Down Payment Insurance Rolls Out Soon
A new type of insurance is expected to roll out early next year that will allow borrowers to protect the thousands of dollars they put down in purchasing a home.
Beginning next January, +Plus by ValueInsured will charge an upfront premium that will mostly be tied into the interest rate borrowers pay on their mortgage and then insure the borrower’s down payment all the way up to $200,000. The borrower will be the beneficiary.
Read more: What's an Average Down Payment?
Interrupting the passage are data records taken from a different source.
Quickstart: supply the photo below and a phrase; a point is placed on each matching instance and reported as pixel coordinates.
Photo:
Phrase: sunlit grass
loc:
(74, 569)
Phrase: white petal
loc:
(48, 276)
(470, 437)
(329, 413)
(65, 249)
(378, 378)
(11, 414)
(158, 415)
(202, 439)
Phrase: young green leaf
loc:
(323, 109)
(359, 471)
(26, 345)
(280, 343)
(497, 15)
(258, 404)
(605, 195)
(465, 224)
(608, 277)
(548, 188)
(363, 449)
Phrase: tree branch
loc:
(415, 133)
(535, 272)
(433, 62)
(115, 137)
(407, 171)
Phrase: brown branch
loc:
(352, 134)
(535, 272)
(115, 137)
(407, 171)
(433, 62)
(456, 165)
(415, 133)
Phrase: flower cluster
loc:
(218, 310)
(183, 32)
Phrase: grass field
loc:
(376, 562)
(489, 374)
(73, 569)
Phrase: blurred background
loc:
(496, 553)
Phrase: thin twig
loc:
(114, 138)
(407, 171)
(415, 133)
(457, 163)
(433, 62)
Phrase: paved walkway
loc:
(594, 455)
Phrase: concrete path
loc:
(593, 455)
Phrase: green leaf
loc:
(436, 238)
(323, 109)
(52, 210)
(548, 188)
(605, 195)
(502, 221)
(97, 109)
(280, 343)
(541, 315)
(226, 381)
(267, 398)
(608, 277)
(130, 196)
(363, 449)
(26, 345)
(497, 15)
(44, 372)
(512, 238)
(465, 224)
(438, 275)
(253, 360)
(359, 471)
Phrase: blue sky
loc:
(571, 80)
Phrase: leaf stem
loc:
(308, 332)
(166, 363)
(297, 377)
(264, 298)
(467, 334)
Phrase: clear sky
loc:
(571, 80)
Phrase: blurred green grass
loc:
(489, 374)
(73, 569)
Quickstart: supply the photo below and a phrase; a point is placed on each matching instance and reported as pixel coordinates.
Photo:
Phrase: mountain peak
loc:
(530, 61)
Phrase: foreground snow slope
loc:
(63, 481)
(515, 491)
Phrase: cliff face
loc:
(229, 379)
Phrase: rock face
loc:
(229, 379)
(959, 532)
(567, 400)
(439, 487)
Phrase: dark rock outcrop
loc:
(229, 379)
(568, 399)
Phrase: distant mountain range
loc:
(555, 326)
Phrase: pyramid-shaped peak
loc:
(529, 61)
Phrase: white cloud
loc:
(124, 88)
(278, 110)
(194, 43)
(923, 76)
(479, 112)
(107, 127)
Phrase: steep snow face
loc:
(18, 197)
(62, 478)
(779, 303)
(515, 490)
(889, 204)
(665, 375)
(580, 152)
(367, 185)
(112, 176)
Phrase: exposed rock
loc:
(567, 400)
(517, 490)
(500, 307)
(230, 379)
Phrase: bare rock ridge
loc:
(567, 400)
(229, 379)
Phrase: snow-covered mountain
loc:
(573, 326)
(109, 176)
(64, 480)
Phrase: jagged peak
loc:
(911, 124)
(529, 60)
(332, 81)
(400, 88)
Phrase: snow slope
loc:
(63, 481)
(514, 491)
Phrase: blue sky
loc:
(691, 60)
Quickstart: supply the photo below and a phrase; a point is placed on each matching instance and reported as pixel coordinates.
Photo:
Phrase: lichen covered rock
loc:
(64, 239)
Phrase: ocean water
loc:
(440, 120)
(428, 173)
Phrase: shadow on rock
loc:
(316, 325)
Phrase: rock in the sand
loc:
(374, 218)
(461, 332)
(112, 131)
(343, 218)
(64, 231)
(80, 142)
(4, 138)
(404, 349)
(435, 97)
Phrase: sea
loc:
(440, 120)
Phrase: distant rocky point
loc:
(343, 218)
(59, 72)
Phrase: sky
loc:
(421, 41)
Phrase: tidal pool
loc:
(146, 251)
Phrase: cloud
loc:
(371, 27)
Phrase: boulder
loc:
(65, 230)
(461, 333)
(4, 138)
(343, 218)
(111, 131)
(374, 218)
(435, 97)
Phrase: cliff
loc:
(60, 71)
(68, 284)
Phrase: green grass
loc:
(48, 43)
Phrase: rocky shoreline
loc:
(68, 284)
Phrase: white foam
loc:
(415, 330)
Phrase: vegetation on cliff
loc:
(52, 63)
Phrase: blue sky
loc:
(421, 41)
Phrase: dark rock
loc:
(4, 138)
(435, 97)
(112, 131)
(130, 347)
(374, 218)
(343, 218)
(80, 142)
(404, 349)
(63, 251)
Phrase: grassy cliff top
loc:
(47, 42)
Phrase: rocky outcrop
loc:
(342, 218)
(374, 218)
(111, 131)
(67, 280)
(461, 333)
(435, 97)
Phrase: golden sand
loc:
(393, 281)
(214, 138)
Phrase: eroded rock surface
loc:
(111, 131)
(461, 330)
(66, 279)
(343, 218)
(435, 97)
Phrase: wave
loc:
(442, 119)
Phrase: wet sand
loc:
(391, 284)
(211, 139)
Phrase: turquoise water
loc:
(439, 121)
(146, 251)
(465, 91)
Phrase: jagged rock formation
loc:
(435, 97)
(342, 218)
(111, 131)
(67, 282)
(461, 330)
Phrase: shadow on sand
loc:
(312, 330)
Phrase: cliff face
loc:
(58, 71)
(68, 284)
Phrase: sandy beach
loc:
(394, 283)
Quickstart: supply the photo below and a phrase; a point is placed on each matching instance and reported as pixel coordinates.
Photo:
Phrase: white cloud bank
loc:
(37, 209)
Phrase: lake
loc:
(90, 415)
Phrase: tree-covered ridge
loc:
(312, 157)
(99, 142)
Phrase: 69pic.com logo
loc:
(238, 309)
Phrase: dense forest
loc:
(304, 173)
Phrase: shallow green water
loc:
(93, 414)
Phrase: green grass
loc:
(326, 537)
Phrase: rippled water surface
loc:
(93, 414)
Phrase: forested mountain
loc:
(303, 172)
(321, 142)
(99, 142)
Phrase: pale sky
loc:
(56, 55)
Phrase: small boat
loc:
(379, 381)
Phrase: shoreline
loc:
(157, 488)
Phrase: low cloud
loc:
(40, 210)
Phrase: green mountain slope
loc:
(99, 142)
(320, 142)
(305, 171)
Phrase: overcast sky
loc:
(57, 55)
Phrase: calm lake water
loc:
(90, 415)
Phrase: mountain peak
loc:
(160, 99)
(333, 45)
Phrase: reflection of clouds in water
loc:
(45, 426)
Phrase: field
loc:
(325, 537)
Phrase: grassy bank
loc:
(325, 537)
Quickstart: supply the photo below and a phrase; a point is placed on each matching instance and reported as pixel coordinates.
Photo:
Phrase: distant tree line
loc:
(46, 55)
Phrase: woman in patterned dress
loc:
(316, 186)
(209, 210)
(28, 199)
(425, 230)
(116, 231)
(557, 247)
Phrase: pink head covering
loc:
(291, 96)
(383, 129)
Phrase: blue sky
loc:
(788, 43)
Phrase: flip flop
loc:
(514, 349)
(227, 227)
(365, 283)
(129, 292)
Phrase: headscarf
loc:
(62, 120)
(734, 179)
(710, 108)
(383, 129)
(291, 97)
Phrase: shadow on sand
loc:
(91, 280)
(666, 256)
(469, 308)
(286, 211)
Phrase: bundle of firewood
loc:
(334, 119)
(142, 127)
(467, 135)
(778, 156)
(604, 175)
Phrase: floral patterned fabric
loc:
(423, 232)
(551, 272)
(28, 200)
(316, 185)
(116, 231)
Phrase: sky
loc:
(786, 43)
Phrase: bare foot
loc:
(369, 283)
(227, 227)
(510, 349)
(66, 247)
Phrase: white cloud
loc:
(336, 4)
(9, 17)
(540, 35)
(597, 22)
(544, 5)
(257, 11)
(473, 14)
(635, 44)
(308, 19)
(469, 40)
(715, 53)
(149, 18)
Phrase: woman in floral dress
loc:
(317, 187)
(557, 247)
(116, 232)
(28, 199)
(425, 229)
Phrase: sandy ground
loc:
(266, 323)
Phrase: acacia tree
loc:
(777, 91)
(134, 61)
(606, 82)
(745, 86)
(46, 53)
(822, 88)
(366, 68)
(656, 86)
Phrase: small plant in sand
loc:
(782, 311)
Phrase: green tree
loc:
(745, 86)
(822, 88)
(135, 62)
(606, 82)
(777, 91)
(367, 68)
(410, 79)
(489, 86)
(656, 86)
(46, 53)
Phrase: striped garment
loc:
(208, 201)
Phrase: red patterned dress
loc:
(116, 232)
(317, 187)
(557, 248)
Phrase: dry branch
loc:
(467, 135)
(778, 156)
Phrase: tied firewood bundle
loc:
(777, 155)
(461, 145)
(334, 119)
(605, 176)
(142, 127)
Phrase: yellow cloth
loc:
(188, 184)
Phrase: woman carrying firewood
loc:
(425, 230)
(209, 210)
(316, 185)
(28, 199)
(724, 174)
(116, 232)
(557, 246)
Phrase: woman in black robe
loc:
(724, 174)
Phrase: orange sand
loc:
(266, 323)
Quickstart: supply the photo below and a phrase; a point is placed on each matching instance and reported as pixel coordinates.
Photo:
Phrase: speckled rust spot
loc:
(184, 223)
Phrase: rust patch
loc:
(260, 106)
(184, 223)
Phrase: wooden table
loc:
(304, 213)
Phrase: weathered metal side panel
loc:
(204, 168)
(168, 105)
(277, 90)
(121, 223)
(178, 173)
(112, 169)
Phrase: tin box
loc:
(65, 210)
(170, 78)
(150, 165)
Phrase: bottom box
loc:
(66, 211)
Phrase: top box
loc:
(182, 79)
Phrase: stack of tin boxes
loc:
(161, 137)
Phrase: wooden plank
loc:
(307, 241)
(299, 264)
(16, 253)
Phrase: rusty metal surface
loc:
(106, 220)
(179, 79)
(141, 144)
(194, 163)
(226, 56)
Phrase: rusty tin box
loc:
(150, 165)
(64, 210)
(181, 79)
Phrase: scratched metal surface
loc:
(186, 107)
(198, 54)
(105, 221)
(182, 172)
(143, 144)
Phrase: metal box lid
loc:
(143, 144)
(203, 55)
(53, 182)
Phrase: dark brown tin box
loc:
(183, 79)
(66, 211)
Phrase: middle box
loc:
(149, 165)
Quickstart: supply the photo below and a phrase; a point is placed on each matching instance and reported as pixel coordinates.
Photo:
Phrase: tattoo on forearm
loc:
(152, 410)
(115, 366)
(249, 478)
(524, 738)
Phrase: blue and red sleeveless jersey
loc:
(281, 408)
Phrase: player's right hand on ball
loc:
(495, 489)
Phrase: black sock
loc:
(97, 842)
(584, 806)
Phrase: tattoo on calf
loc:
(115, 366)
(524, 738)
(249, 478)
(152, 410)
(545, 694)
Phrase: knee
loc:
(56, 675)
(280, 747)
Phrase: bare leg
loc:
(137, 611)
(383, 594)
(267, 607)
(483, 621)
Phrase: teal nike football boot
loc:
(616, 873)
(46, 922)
For borrowers who see a dip in the value of their home and have to sell at a loss, they would be eligible with the insurance to make a claim up to the full amount of their original down payment. The premiums on the insurance are projected to average around $1,200 on a $20,000, 10 percent down payment on a $200,000 house.
The idea is to offer borrowers more protection with their down payment in case of housing market declines or a job transfer, illness, or life event that forces them to sell during a sluggish housing market.
The goal +Plus is “to take the risk element off the table and give [buyers] more confidence,” says Joe Melendez, founder and CEO of ValueInsured, a Dallas-based company.
The idea has intrigued some in the industry, but they caution it’s important borrowers read the fine details, particularly the terms on when and how much they’ll receive if they make a claim for a loss. Under the program, borrowers won’t be able to file a claim during the first two years after their purchase or after seven years. What’s more, the +Plus plan will judge its payouts in part by a property value index published by the Federal Housing Finance Agency -- so if a borrowers’ state index hasn’t declined as much as their home’s value since the date of purchase, they aren’t likely to get any money back.